Bible Culture

Using God’s Words in Our God Talk

There is an ongoing conflict between what Americans say is important about their faith, and how we speak about it to the culture around us. This is, in part, what Jonathan Merritt says in his NY Times OpEd, It’s Getting Harder to Talk About God. I agree with much of what Merritt writes, but while he diagnoses a problem with our “God Talk,” he doesn’t offer a prescription to heal it. To be fair, his column is based on his book “Learning to Speak God From Scratch: Why Sacred Words Are Vanishing — And How We Can Revive Them.” It’s probable there is more in the book that gets to the recovery aspect of the problem, but from what is in the column, he seems to avoid some of the very things that would overcome this problem.

If we’re going to recover God Talk, we need to return to using the words God uses. Ironically, the desire to reach people with the gospel is in part responsible for the downgrade in how we discuss God. Recognizing that many Americans no longer have the biblical literacy of prior generations, the seeker-sensitive churches such as Willow Creek Community Church actively avoided using the words the Bible contains.

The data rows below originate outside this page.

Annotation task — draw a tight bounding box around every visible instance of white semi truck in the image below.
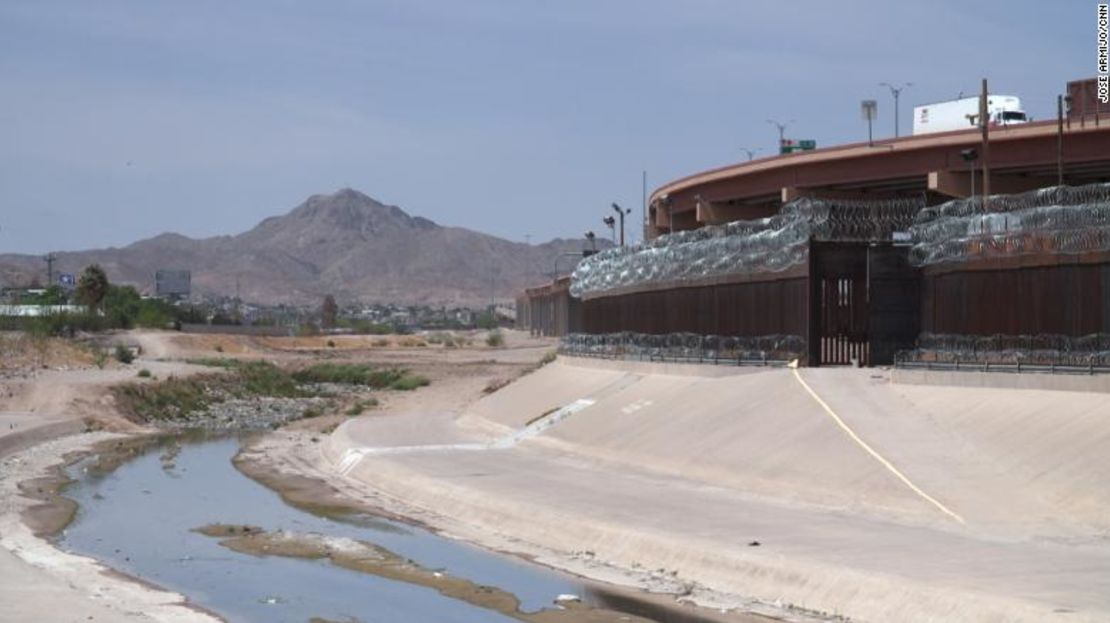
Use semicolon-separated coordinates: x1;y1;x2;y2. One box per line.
914;96;1029;134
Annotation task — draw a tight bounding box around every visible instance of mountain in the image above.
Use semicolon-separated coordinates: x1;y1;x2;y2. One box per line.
0;189;608;305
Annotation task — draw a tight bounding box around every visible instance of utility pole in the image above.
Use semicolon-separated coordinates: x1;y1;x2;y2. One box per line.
42;253;58;288
979;78;990;204
1056;96;1063;187
767;119;794;153
879;82;914;139
639;169;647;242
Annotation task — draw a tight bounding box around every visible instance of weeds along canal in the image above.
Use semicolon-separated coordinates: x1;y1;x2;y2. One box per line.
58;435;728;623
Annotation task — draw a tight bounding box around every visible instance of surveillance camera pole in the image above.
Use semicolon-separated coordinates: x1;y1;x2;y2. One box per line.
609;203;632;247
879;82;914;139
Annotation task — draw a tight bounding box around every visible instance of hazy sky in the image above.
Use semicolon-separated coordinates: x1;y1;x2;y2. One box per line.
0;0;1096;253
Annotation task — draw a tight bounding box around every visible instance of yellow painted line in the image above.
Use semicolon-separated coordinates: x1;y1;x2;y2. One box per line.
793;366;967;524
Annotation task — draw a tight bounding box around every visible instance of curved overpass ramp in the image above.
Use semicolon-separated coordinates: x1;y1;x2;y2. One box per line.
324;359;1110;621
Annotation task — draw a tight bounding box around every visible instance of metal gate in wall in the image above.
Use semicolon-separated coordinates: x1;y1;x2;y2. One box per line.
810;243;871;365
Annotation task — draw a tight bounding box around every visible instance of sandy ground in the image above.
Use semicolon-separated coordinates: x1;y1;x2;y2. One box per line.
238;344;1110;622
0;335;216;622
0;332;551;622
8;326;1110;622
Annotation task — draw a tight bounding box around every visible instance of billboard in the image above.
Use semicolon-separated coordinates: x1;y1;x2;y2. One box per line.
154;269;192;297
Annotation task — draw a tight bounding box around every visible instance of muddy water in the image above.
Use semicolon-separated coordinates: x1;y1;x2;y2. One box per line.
59;438;602;623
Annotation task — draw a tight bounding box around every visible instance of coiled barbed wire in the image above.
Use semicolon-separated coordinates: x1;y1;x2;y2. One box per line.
571;198;924;297
559;331;806;362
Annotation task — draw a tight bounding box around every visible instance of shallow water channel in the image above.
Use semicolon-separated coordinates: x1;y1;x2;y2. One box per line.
59;438;719;623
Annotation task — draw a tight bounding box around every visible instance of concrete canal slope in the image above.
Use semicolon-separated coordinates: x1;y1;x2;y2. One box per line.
316;358;1110;622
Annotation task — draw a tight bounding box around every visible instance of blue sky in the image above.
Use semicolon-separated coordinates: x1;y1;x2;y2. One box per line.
0;0;1096;252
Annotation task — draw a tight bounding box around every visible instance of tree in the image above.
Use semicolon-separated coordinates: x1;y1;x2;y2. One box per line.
77;264;108;311
320;294;340;329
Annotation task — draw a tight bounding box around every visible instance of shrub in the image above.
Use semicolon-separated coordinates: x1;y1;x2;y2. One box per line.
293;363;405;389
112;344;135;363
344;398;377;418
390;374;432;392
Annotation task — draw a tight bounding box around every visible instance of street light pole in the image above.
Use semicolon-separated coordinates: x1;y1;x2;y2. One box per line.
767;119;794;152
879;82;914;139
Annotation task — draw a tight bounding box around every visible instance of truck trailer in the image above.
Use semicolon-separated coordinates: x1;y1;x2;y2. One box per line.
914;96;1029;134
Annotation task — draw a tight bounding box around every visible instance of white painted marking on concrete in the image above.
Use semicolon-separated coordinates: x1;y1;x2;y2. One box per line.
336;399;595;475
791;366;967;524
620;399;653;415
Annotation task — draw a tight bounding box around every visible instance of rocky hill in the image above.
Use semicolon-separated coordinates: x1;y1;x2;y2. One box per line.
0;189;607;305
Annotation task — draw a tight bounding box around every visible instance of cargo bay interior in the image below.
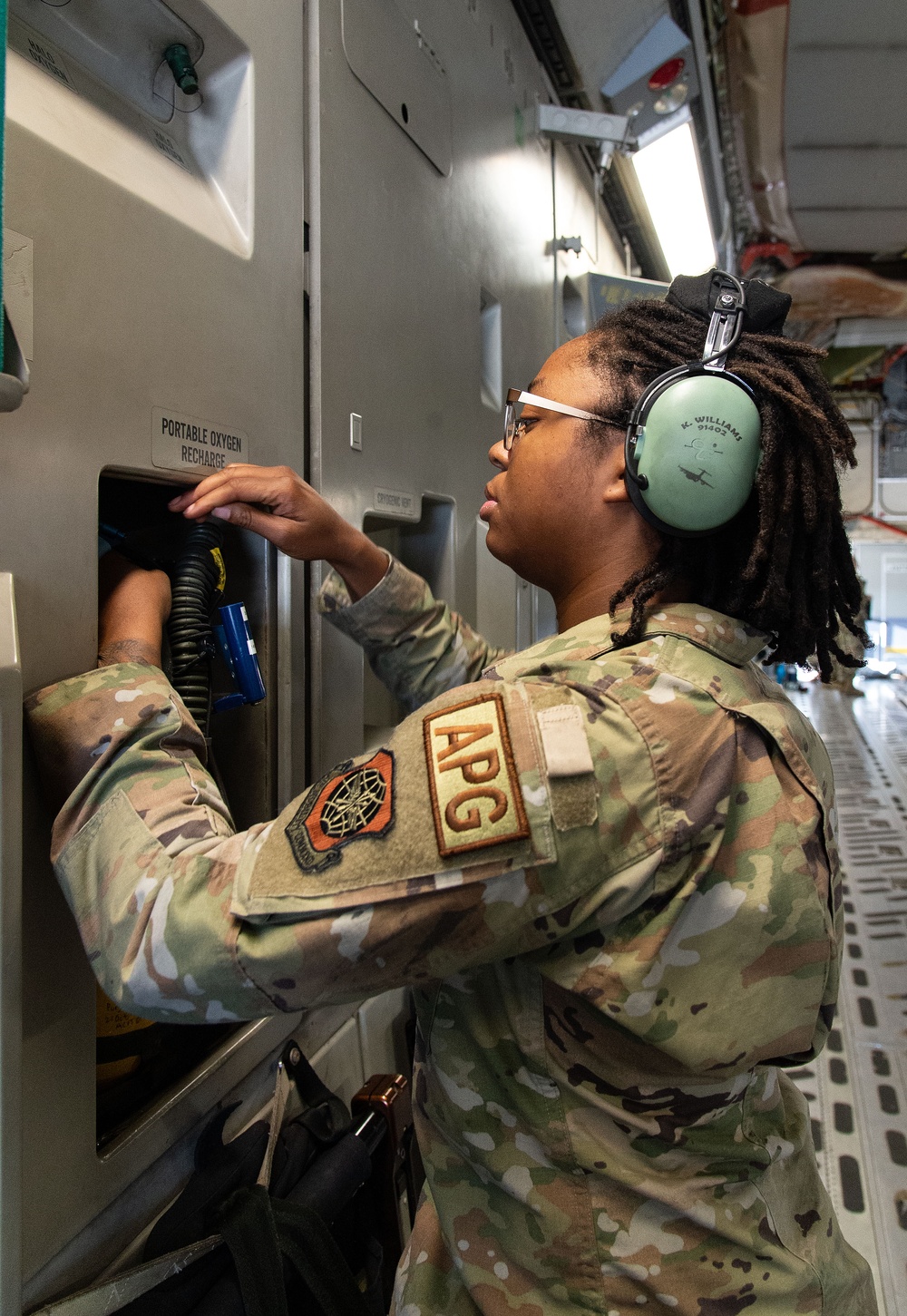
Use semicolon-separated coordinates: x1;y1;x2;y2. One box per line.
0;0;907;1316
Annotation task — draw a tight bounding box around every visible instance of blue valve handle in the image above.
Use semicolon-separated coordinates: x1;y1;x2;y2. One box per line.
215;603;265;713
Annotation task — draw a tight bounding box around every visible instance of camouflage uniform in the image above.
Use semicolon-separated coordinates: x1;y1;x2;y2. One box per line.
29;563;875;1316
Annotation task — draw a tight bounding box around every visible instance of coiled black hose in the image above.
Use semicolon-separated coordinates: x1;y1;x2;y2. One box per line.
167;522;224;739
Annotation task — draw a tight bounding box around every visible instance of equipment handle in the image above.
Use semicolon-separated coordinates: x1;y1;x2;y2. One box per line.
0;571;23;1312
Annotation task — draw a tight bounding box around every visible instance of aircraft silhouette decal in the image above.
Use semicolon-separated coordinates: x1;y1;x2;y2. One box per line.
678;466;715;490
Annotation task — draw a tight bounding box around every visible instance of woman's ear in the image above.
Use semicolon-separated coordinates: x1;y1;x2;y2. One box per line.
601;444;629;502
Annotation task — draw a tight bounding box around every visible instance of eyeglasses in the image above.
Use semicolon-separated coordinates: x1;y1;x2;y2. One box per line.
504;388;625;453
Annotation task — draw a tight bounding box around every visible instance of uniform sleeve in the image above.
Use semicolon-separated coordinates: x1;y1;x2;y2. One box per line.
21;665;659;1022
318;558;507;712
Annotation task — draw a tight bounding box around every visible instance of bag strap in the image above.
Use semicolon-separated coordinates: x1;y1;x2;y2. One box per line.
219;1184;289;1316
219;1184;370;1316
271;1200;368;1316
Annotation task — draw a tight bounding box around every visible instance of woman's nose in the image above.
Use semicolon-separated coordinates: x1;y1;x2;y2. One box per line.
488;438;511;471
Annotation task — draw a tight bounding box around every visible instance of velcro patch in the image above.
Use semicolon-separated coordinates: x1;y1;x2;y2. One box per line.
423;694;529;855
286;749;394;872
536;704;595;776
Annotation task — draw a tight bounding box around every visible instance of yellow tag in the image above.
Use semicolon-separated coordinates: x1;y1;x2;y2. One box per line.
210;549;227;593
423;694;529;855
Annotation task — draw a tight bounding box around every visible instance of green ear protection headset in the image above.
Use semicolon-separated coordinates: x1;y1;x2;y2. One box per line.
624;271;762;538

Reporting about his visits to Willow Creek services, Gregory Pritchard says, “it wasn’t unusual for Hybels to use other terms to communicate the idea of sin, terms such as ‘dark side’, ‘shadow side’, ‘selfish’, ‘sin nature’, ‘evil thoughts’, ‘cosmic treason’, and having ‘not made the grade.'”[1]

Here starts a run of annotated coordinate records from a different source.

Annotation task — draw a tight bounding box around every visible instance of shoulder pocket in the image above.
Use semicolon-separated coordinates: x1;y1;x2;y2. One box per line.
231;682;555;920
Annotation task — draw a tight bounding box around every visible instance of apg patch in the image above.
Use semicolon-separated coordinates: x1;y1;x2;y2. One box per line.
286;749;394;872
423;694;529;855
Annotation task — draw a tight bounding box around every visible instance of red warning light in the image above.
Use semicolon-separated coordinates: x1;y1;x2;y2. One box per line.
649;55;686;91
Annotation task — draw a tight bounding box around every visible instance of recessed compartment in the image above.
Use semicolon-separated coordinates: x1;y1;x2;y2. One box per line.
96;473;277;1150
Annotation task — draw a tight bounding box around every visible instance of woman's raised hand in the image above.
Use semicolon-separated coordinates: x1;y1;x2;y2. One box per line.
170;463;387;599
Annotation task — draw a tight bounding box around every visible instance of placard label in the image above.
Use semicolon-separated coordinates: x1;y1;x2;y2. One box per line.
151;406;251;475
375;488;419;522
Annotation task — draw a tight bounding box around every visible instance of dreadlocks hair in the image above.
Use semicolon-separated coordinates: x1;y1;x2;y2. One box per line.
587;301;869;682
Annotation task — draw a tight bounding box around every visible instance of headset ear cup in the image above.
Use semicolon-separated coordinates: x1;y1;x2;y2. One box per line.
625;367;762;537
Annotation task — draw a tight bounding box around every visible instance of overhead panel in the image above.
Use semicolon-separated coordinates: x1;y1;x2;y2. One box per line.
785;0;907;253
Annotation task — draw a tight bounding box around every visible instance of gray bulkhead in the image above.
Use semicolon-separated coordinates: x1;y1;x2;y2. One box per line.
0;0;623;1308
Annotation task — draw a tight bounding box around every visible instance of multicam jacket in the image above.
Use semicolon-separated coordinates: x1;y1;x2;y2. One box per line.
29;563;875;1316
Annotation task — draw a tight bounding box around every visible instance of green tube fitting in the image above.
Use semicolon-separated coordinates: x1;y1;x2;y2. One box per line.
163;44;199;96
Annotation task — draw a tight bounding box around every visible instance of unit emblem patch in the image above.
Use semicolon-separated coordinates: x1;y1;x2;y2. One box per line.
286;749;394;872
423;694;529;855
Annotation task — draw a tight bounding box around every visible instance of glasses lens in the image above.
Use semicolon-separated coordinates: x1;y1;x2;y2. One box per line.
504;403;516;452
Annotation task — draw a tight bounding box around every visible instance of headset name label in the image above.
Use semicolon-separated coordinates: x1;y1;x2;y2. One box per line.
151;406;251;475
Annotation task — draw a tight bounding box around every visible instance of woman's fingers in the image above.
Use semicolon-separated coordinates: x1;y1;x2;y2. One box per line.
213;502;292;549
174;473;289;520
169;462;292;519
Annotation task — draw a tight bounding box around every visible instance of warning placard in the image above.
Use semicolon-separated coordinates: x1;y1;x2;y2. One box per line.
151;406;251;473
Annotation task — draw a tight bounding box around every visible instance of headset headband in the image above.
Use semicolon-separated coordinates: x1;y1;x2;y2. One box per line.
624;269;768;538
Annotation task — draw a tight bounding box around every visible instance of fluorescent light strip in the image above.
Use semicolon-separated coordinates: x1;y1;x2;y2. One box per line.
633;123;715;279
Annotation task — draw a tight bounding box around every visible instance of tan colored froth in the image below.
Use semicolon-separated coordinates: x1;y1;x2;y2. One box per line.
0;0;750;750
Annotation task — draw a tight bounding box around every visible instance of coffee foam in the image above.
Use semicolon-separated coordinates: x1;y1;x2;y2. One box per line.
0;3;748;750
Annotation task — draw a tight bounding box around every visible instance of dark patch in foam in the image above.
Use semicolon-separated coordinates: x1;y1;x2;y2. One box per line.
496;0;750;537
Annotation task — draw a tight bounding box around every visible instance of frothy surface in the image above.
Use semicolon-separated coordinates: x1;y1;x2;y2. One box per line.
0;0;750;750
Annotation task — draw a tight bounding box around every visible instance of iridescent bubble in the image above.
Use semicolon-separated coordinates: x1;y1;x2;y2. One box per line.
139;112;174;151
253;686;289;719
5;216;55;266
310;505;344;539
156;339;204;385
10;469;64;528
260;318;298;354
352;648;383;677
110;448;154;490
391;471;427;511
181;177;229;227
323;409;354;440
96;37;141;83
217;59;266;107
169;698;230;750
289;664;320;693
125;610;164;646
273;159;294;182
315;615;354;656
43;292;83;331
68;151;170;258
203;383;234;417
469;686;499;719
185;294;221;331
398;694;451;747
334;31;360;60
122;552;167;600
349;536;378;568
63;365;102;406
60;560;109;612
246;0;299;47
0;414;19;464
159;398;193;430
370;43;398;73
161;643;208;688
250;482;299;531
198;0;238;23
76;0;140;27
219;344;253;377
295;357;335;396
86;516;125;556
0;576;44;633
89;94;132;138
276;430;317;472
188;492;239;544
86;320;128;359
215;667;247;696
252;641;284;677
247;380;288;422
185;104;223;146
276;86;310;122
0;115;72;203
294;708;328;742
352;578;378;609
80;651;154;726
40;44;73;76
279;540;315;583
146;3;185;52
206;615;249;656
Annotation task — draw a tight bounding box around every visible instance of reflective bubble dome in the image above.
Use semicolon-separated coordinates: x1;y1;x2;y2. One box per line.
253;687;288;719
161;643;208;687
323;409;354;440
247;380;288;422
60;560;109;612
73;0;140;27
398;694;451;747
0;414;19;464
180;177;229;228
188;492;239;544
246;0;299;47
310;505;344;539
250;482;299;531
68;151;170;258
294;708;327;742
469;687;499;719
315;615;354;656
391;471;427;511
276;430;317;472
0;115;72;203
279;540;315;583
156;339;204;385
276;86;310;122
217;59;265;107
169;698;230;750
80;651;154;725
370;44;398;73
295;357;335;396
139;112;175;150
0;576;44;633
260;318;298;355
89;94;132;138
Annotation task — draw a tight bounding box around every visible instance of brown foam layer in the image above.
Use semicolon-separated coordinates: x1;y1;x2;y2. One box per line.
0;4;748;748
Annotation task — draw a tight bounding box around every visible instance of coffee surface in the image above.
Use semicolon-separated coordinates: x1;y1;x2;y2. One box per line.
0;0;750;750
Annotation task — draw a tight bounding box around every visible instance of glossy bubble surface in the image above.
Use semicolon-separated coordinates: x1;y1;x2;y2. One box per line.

Merritt does refer to sin, only to say that it, along with other words he had been accustomed to using, “now felt so negative that they lodged in my throat.” But this is exactly where the recovery of spiritual conversations must begin, by using the words God uses in Scripture to describe the cause of our separation from him. It is not our poor self-image, our social alienation, our lack of feeling validated or affirmed as human beings, it is sin that has separated us from God. Similarly, we should use the words found in Scripture for our relationship with him—reconciled, redeemed, loved.

The authority for our God Talk, the warrant for the words we use, is Scripture alone. All other sources are opinion and culturally situated, and culture of course changes. I recognize that Scripture itself comes with a culture and a set of assumptions, but this is just the point; if we are to have any spiritually worthwhile conversations about God, we must accommodate ourselves to the culture of God’s Word, rather than changing the words we use to fit the culture.

If the words of the biblical culture have become laden with overtones and connotations, the solution is not to give up on those words, but to bring people back to what Scripture means when it uses them. We need to re-enter the lexical atmosphere of Scripture, where God has used words like justification, sanctification, righteousness, and yes, sin, to talk about the state of our souls. Evangelical populism has conflated many of these words with American civil religion, and that has made the task more difficult for Christians wanting to use God’s words in our conversations. Those who believe the gospel is the good news of Jesus’ death and resurrection for sinful humanity must patiently correct those who believe the church exists to further a political agenda.

Significantly, Merritt does not refer to Scripture in his column. Though he does mention the fruit of the Spirit, he says these are words Christians use, rather than saying these are what the apostle Paul wrote in Galatians 5.  There is specificity in these words, and thus honesty in what God is saying about us. Understanding that God is the authority behind these things, that they are not simply good ideas, that culture does not affect truth, this is what provides both confidence and humility when we discuss God/ One of the basic exercises of the soul before God is repentance, which means quite literally, to change one’s mind. Coming over to God’s side of a question, thinking his thoughts, means using his words to describe something. Christians need to repent of their functional biblical illiteracy, of preferring words that are not the ones God uses, and of thinking we can improve upon what he has written in Scripture.  Only there will we find help for how we should rightly speak of God.

 

[1]G.A. Pritchard, Willow Creek Seeker Services, Evaluating A New Way of Doing Church, (Grand Rapids, Baker, 1996), 177.